Squaring the GOP Autopsy With the Perils of Perez
Posted at 12:10 p.m. on March 18
Plenty of Republicans are itching to start the year’s second big Cabinet confirmation fight over putting Tom Perez in charge of the Labor Department. They’ll be pressed hard to back away from such a confrontation after pondering the autopsy and re-branding report from their national party organization, meaning the second-term Obama Cabinet will have its first Latino member before Memorial Day.
The Republican National Committee’s endorsement of an immigration overhaul today, and its announcement that it will spend $10 million in the coming year on grass-roots outreach to Hispanics and other minority groups, is the party’s most assertively ambitious effort in a couple of decades to change its image after an electoral drubbing. But a big piece of the public relations benefit could be lost at the starting gate if the party’s congressional wing decides to make a big deal out of opposing someone who so clearly looks just like what the GOP says it wants to look more like.
Obama formally announced the Perez nomination today. But it’s been a done deal for the past week, allowing plenty of time for conservative groups and their GOP allies in the Senate to start building their paper trail against him — mainly focused on his past three and a half years as head of the civil rights division at the Justice Department.
Some don’t like his office’s work to stop South Carolina and Texas from setting new voting rules that his team viewed as racially biased. Others don’t like Perez’s several confrontations with Joe Arpaio, the immigration hard-liner Arizona sheriff. Iowa’s Charles E. Grassley, the top Judiciary Committee Republican, is particularly irked that Perez backed away from a lending discrimination lawsuit in Minnesota. And most problematic of all for the nominee, in the eyes of the GOP, is a Justice inspector general’s report released last week that suggests Perez has done too little to combat “deep ideological polarization” in his division’s voting rights office.

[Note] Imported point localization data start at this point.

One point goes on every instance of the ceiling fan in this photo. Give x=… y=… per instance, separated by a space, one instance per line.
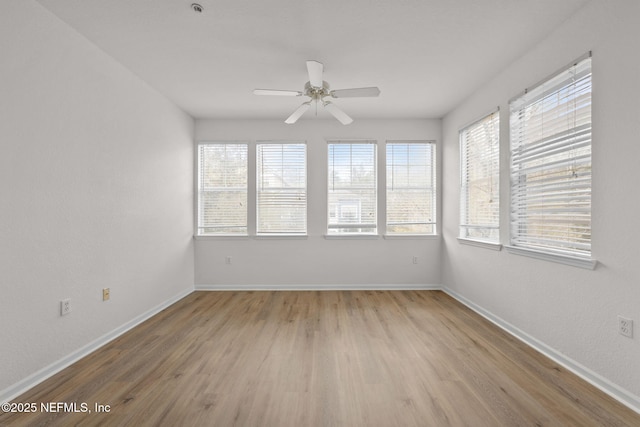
x=317 y=89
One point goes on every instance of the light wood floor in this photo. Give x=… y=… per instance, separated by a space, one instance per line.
x=330 y=358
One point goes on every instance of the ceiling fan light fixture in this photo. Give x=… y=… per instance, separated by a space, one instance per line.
x=317 y=90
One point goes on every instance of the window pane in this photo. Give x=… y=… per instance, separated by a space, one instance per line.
x=281 y=188
x=480 y=176
x=352 y=195
x=222 y=189
x=551 y=164
x=410 y=188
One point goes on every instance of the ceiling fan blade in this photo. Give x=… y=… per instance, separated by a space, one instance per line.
x=315 y=69
x=355 y=92
x=298 y=113
x=338 y=113
x=277 y=92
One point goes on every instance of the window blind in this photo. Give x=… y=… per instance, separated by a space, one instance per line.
x=281 y=188
x=352 y=188
x=410 y=188
x=551 y=164
x=222 y=189
x=480 y=179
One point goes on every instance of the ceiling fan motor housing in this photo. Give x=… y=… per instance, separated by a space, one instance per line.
x=316 y=93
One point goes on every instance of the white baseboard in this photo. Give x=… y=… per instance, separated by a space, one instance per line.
x=36 y=378
x=317 y=287
x=621 y=395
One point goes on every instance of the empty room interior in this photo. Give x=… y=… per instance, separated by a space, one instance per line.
x=282 y=212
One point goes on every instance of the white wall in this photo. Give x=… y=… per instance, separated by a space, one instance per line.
x=571 y=310
x=315 y=260
x=96 y=191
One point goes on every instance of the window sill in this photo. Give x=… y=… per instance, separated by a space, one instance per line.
x=351 y=236
x=480 y=243
x=257 y=237
x=586 y=263
x=222 y=237
x=411 y=236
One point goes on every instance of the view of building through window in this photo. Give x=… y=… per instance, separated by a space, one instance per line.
x=410 y=188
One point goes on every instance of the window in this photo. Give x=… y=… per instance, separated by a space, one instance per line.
x=222 y=189
x=551 y=164
x=410 y=188
x=352 y=188
x=479 y=180
x=281 y=188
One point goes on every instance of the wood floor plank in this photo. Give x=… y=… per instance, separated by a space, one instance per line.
x=330 y=358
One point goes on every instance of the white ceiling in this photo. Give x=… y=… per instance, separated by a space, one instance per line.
x=426 y=56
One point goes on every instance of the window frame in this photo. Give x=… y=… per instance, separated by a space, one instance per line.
x=521 y=242
x=430 y=168
x=199 y=190
x=258 y=191
x=369 y=225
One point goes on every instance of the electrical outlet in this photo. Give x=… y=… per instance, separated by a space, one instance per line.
x=65 y=307
x=625 y=326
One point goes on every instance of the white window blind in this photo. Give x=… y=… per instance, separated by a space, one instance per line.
x=410 y=188
x=352 y=191
x=281 y=188
x=222 y=189
x=551 y=164
x=479 y=180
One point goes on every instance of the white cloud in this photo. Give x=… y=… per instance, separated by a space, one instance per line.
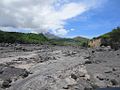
x=42 y=15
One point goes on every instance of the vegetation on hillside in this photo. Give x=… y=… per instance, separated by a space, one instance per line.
x=16 y=37
x=112 y=38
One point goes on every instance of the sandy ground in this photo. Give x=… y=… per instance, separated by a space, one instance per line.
x=35 y=67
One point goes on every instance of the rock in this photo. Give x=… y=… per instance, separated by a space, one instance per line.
x=88 y=62
x=25 y=74
x=74 y=76
x=6 y=83
x=100 y=77
x=114 y=69
x=114 y=82
x=88 y=88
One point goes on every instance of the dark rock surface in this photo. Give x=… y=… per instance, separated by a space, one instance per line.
x=46 y=67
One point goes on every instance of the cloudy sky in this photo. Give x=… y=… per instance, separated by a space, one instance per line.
x=66 y=18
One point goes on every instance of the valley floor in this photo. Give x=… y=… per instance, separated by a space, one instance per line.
x=43 y=67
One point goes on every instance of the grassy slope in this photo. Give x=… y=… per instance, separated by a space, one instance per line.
x=15 y=37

But none of those criticisms appears, at least so far, to have the sort of staying power and sound-bit strength to become the basis for a viable GOP filibuster, or even to slow down the scheduling of a confirmation hearing for very long. In part, that’s because none of those matters has to do with the sort of issues that Perez would tackle at Labor. His record on that score mainly comes from his two years as Maryland’s secretary of Labor. (That record helped prompt 22 Republicans, 17 of whom are still in office, to oppose Perez’s 2009 confirmation to his current job.)
Instead, much of the Perez debate is destined to become about immigration, since the Labor Department would have a significant role in implementing the comprehensive overhaul measure now gestating at the Capitol. The nominee is likely to be pressed hard to detail his views about two provisions that both sides see as essential components of a broad bill: A new and reliable immigration-status verification system for potential employers to check, and a new guest worker program for low-skilled immigrant laborers that both protects American laborers but helps business meet their demand for lesser-skilled workers.
On these fronts, Republicans hoping to heed the messages of today’s Reince Priebus report will want to give Perez wide latitude, which probably means saying little in his own coming testimony that might complicate any back-channel negotiations toward a bipartisan compromise that are still underway.
Beyond that — if they want to shed their newly acknowledged image as the party of “stuffy old men” — they will be hard pressed to get out of Perez’s way altogether.